What extras names are treated as equal and why?

hroncok · March 16, 2021, 2:26pm

Packaging (and hence our tooling) considers this as two extra names and we reduce the problem to foo[bzr] && foo[baz].

I’d happily help to define it explicitly.

That happens on “build time”. While definitively important, it is not what is determinative for this problem. I need to know what conversions (should) happen in installers when they resolve dependencies. Does pip follow the same logic?

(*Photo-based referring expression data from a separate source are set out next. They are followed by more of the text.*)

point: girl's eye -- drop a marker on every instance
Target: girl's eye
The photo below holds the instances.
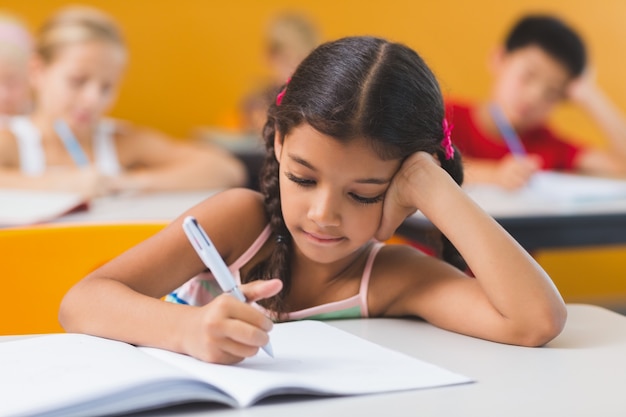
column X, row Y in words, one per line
column 300, row 181
column 367, row 200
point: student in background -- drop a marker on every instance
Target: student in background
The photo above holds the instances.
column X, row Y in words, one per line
column 290, row 37
column 66, row 144
column 542, row 63
column 355, row 142
column 16, row 46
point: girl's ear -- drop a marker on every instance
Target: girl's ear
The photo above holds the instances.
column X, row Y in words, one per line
column 278, row 145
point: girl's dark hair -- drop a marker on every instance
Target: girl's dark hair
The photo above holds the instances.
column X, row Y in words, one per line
column 355, row 87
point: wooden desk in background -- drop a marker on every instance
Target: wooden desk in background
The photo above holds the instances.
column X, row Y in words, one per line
column 579, row 374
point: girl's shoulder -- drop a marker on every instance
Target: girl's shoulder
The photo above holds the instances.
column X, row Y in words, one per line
column 402, row 273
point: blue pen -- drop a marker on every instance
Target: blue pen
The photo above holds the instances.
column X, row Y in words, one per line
column 211, row 258
column 509, row 135
column 71, row 143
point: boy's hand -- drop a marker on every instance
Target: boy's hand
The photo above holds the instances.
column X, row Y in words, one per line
column 513, row 172
column 226, row 330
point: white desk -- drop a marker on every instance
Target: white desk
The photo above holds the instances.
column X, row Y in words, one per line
column 581, row 373
column 137, row 207
column 554, row 216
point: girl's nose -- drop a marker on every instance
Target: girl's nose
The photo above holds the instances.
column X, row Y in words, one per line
column 324, row 209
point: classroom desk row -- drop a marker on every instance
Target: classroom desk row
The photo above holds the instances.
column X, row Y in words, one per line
column 547, row 218
column 580, row 373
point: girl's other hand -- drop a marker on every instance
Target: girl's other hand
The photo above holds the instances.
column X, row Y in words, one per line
column 400, row 199
column 226, row 330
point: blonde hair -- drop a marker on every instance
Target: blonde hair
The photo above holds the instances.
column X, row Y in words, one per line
column 292, row 34
column 16, row 43
column 76, row 24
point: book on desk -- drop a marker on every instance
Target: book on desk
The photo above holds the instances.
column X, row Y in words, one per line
column 26, row 207
column 72, row 374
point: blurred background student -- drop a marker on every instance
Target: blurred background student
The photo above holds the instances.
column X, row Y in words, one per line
column 66, row 144
column 16, row 46
column 542, row 63
column 289, row 38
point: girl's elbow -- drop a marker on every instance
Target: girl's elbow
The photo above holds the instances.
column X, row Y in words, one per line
column 544, row 329
column 67, row 315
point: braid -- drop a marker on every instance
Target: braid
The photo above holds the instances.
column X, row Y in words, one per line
column 454, row 167
column 278, row 264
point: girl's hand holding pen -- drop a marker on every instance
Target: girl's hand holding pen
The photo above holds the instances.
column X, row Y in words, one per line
column 227, row 330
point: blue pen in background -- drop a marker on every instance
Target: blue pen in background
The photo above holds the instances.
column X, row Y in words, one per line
column 71, row 143
column 509, row 135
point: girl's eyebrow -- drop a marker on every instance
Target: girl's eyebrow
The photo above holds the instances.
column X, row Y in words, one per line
column 374, row 180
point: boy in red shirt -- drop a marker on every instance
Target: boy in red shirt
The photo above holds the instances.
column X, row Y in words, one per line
column 542, row 63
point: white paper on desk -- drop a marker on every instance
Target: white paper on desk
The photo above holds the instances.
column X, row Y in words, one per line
column 575, row 188
column 317, row 358
column 22, row 207
column 69, row 374
column 549, row 193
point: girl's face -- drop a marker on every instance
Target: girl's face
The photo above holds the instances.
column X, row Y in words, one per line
column 80, row 84
column 331, row 192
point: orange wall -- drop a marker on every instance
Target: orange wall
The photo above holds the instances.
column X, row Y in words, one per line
column 191, row 61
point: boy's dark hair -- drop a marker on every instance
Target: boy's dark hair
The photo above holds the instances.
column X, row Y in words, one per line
column 352, row 88
column 553, row 36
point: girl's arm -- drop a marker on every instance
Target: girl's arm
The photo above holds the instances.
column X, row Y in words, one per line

It parses the requirement via packaging:

ALPHANUM = Word(string.ascii_letters + string.digits)
PUNCTUATION = Word("-_.")
IDENTIFIER_END = ALPHANUM | (ZeroOrMore(PUNCTUATION) + ALPHANUM)
IDENTIFIER = Combine(ALPHANUM + ZeroOrMore(IDENTIFIER_END))
EXTRA = IDENTIFIER

So it fails if it contains characters like ! or @. Good.

It seems that it does not consider any of the listed punctuation as equal.
It seems that it simply ignores the case.

Let’s standardize what packaging already uses to parse it? It can begin with a digit, but not a punctuation.

For 100% backwards compatibility, we could define the normalization rule as:

def normalize(extra_name):
    return extra_name.lower()

If we are not afraid of changes, we could define it to what PEP 503 does for names:

def normalize(extra_name):
    return re.sub(r"[-_.]+", "-", extra_name).lower()

That would require some changes in pip (or some of the vendored libraries). It would only blow up if some projects define multiple extras with names that only differ in punctuation. I’d say that is a no-risk, but maybe I am an optimist.

Should I PEP this? The PEP would define the rules of “valid” extra names (defined by current packaging parser) and their normalized form (one of the above).